Has YouTube received a traffic boost for its relaunched design?

That depends on who you ask.

The U.K.’s Daily Mail is reporting a traffic boost, while YouTube star Joe Penna (Mystery Guitar Man) claims the opposite in a recent GigaOM story.

Known as Cosmic Panda, the YouTube redesign was intended to help YouTube become the “new TV” with Hulu-like colors, a news feed similar to that of Facebook, and a homepage unique to each user’s subscriptions.

According to Daily Mail, which cites a ComScore study, YouTubers are staying on the site 60 percent longer following the redesign earlier this month, and subscriptions to the site for various content creators have risen by 50 percent.

The new front page of YouTube no longer features the top content on the site. That content is only found after hitting the browse tab.

Since users are only watching videos by the content creators they signed up to follow, it makes sense the personalized homepage would keep people viewing videos longer.

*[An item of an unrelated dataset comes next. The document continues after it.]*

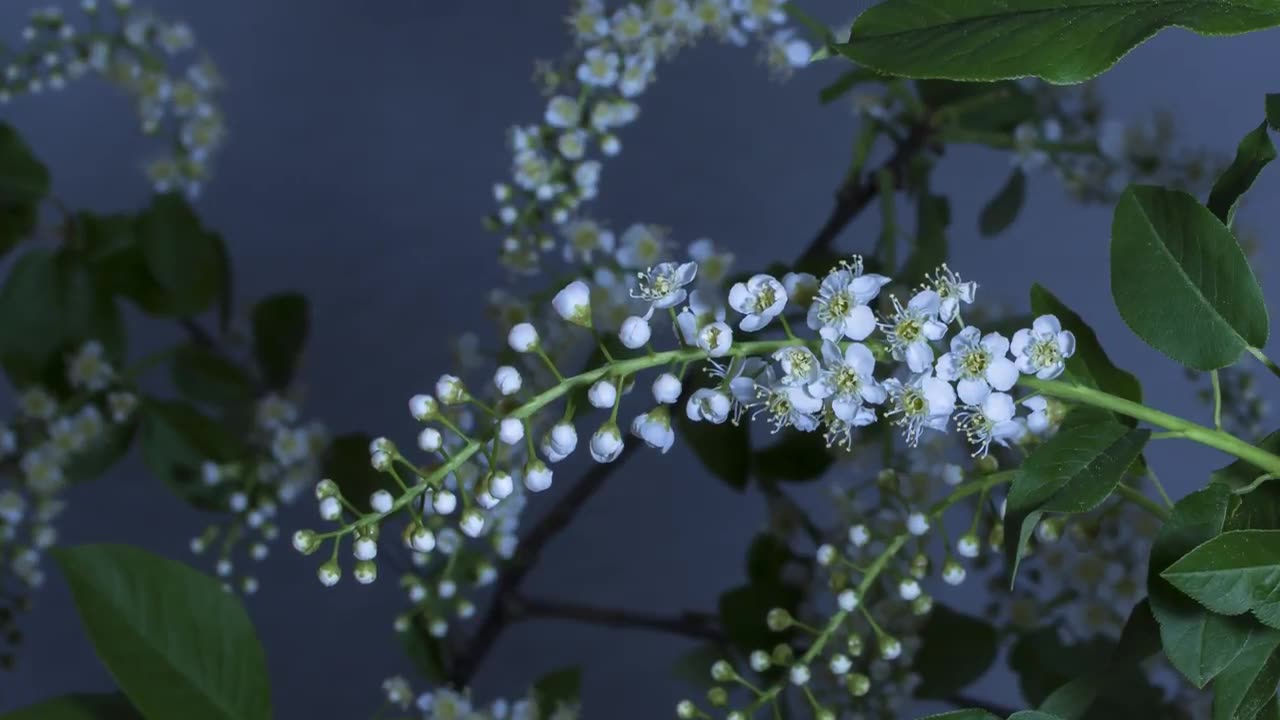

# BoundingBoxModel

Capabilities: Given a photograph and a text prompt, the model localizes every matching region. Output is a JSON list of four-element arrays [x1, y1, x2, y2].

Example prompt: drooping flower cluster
[[488, 0, 812, 272], [383, 675, 580, 720], [191, 392, 328, 594], [0, 341, 138, 588], [0, 0, 227, 196]]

This new level of personalization, however, has negatively impacted popular YouTubers like Penna, who used to be on the main page on a regular basis due to the popularity of his work. That front page status, in turn, ensured his videos saw a steady stream of traffic greater than his subscriber count.

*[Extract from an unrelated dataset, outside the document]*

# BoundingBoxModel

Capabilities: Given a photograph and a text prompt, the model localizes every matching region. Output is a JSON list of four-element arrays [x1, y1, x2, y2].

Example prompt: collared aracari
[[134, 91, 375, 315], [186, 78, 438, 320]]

Penna, who has been on the site since 2006 and collected 308 million views since however, admitted during a Reddit question and answer session (AMA) that he saw a dip of 60% percent in traffic following the redesign.

GigaOM asked a YouTube representative about Penna’s experience and got an answer skirting the issue and focusing insteadon the overall traffic increase:

“While we aim to incorporate user feedback into future iterations, we’re encouraged by the data we’re seeing around the site changes since we launched them in December. Engagement is steady and logged in usage and subscriptions are on the rise.”

It’s not all bad traffic news for top content creators like Penna, however. YouTube’s new algorithm—a change inspired by the recent reply girls controversy—seems to have rectified the traffic lost to the busty opportunists.

“It’s a bit early to tell but, comparing to previous weeks, my views are up by around 15%,” Penna wrote on Reddit.